Plans for the ferry service to Lower and Midtown Manhattan were announced in November 2018. In June 2020, the project received $5.3 million in federal funding for construction of a terminal near the train station. On October 30, 2023, the NY Waterway began service between South Amboy and Manhattan, with stops at Downtown (Brookfield Place/Battery Park City) and Midtown (W39th Street) at 100 Radford Ferry Road. Free local shuttles run between Sayreville and South Amboy with various current bus stops, as well as one at South Amboy Station. As of now, the ferry schedule is limited to Monday-Friday during mornings and evenings, each with four departures. Morning departures from South Amboy begin at 5:45AM and end at 8:45AM, with all trips arrive about 55 minutes to Brookfield Place, and only the last two going to Midtown, which arrives about 10 minutes later. There are no trips to South Amboy in the mornings. Evening departures from Manhattan only leave Midtown at 3:15PM and 4:15PM, while departures are at every hour from 3:30PM to 6:30PM at Brookfield Place. There are two return trips from South Amboy to Manhattan at 4:25PM and 5:25PM. The ferry includes free transfers to Weehawken, Hoboken, and Jersey City. The ferry offers tea, coffee, and refreshments on board. There is free parking by the ferry terminal. There is currently only a temporary terminal at the end of an abandoned industrial pier, but a $30 million dollar permanent facility is in the process of being built nearby with a planned opening in 2025.

The Raritan River Railroad provided passenger service to the city from 1888 to 1938. The railroad is now defunct along this part of the line.
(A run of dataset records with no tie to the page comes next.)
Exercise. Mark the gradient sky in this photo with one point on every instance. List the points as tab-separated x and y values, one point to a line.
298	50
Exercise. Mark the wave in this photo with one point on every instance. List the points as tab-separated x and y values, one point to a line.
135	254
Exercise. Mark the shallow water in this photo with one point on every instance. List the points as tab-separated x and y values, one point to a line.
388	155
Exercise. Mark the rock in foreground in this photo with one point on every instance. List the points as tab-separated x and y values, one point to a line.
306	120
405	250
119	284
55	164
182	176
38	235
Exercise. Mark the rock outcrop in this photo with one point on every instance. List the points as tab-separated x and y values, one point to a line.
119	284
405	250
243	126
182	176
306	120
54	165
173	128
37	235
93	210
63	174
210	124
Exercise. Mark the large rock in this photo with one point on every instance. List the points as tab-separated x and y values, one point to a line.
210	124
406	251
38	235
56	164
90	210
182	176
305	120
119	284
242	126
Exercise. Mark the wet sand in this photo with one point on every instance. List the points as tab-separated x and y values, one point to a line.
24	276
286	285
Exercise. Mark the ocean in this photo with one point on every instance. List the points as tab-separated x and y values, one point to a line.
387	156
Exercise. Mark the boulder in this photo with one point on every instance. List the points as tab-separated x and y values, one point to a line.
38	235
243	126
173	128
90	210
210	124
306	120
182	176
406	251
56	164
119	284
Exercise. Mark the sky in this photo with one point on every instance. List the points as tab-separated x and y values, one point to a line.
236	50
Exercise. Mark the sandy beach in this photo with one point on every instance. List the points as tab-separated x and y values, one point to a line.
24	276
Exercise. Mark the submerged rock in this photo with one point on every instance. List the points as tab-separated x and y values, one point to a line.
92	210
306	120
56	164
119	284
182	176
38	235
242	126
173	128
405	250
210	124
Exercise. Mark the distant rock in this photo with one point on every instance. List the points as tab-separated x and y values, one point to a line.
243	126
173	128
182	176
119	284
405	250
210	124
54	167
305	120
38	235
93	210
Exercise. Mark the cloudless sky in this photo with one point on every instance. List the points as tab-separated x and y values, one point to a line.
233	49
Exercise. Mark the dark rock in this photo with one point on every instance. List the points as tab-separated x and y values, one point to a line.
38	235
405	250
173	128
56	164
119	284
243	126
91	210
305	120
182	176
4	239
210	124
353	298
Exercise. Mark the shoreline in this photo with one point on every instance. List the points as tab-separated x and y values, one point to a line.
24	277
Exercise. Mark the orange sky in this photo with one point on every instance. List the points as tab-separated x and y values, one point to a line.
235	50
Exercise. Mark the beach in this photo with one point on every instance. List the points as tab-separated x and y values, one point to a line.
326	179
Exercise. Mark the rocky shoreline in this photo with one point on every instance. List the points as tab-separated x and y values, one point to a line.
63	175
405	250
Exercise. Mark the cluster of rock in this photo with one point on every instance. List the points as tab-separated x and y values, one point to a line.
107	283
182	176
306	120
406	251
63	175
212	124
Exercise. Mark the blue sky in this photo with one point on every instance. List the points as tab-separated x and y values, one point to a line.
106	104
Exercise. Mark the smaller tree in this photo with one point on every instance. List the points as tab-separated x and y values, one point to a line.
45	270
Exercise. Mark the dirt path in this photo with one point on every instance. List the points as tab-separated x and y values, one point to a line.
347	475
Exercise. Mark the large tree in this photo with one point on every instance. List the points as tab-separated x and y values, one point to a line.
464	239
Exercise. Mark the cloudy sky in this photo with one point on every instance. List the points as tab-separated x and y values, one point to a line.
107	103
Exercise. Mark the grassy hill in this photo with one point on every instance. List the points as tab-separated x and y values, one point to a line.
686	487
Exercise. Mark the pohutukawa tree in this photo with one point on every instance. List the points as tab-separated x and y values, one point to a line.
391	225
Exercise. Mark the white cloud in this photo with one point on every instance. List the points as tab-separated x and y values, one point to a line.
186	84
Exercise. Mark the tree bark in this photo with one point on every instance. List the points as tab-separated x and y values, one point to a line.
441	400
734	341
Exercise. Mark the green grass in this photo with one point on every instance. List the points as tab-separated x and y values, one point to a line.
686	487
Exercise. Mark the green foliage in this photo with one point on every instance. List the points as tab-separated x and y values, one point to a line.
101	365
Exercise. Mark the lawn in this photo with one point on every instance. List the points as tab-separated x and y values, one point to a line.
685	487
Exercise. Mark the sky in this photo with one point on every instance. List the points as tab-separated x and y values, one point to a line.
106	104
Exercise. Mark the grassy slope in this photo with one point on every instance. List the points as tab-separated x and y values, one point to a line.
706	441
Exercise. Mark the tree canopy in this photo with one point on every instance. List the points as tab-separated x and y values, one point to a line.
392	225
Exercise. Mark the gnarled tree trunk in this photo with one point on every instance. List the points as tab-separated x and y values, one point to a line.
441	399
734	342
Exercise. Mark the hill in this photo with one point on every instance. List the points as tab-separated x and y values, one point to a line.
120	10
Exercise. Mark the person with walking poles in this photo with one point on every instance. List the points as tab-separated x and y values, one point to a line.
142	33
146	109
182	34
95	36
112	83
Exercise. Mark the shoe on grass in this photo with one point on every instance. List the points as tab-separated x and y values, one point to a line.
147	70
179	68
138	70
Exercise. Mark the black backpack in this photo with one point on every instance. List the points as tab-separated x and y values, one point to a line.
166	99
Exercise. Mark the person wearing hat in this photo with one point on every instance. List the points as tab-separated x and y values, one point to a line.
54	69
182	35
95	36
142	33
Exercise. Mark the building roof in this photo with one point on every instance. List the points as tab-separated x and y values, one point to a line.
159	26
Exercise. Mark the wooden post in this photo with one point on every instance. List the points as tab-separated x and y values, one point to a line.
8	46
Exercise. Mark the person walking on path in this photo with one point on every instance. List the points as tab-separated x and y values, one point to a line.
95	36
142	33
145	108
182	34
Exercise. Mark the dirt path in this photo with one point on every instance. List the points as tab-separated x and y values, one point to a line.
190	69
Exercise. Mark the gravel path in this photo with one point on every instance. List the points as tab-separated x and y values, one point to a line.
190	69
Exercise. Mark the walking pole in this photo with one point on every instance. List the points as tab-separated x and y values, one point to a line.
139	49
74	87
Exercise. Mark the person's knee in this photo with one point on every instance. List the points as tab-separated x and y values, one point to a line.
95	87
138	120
Proposals have been made to use the line as a light rail route.

==Notable people==

People who were born in, residents of, or otherwise closely associated with South Amboy include:

- Don Campbell (1916–1991), tackle who played for two NFL seasons
- Allie Clark (1923–2012), champion of the 1947 & 1948 World Series
- Richard Field Conover (1858–1930), tennis player, lawyer and real estate manager
- Craig Coughlin (born 1958), New Jersey General Assembly member who has represented the 19th Legislative District since 2010
- Greg Evigan (born 1953), actor best known for appearing on the TV series B. J. and the Bear and My Two Dads
- John H. Froude (born 1930), politician who served in the New Jersey General Assembly from 1972 to 1980
- Monroe Green (c. 1904–1996), businessman and long-time advertising director of The New York Times
- Harold G. Hoffman (1896–1954), mayor, congressman for New Jersey's 3rd congressional district between 1927-1931, and 41st governor of New Jersey between1935-1938, for whom South Amboy Elementary School is named
- Benjamin Franklin Howell (1844–1933), Founder of Amboy Bank, Republican congressman for New Jersey's 3rd congressional district between 1895-1911 , buried in Christ Church Cemetery
- Jack McKeon (born 1930), manager of the 2003 World Series champion Florida Marlins
- Johnny O'Brien (1930-2025) and Eddie O'Brien (1930–2014), twin baseball players for the Pittsburgh Pirates
- Charles Pettit (1736–1806), lawyer, merchant, and delegate to the Congress of the Confederation
- Thomas J. Scully (1864–1921), South Amboy mayor (1910-1911) and Democratic congressman for New Jersey's 3rd congressional district between 1911-1921
- Elmer Stout (1929–2013), football player
- Edward D. Thalmann (1945–2004), expert in diving medicine
- Marques Townes (born 1995), basketball player for the Loyola Ramblers men's basketball team
- Ted Weiss (1927–1992), politician who served in the United States House of Representatives for New York from 1977 until his death in 1992
- Timothy Wiltsey (1985–1991), child murder victim whose mother was convicted 25 years later, a conviction vacated on appeal in 2021 by the New Jersey Supreme Court

==In popular culture==
Scenes from the 1985 Woody Allen movie The Purple Rose of Cairo were filmed in the former Raritan Diner.

Scenes from the 2000 film Coyote Ugly starring Piper Perabo were filmed in South Amboy and the main character is from the city.

A punishment for the TV show Impractical Jokers was filmed at the Rollermagic Rollerrink, featuring a local roller-derby team.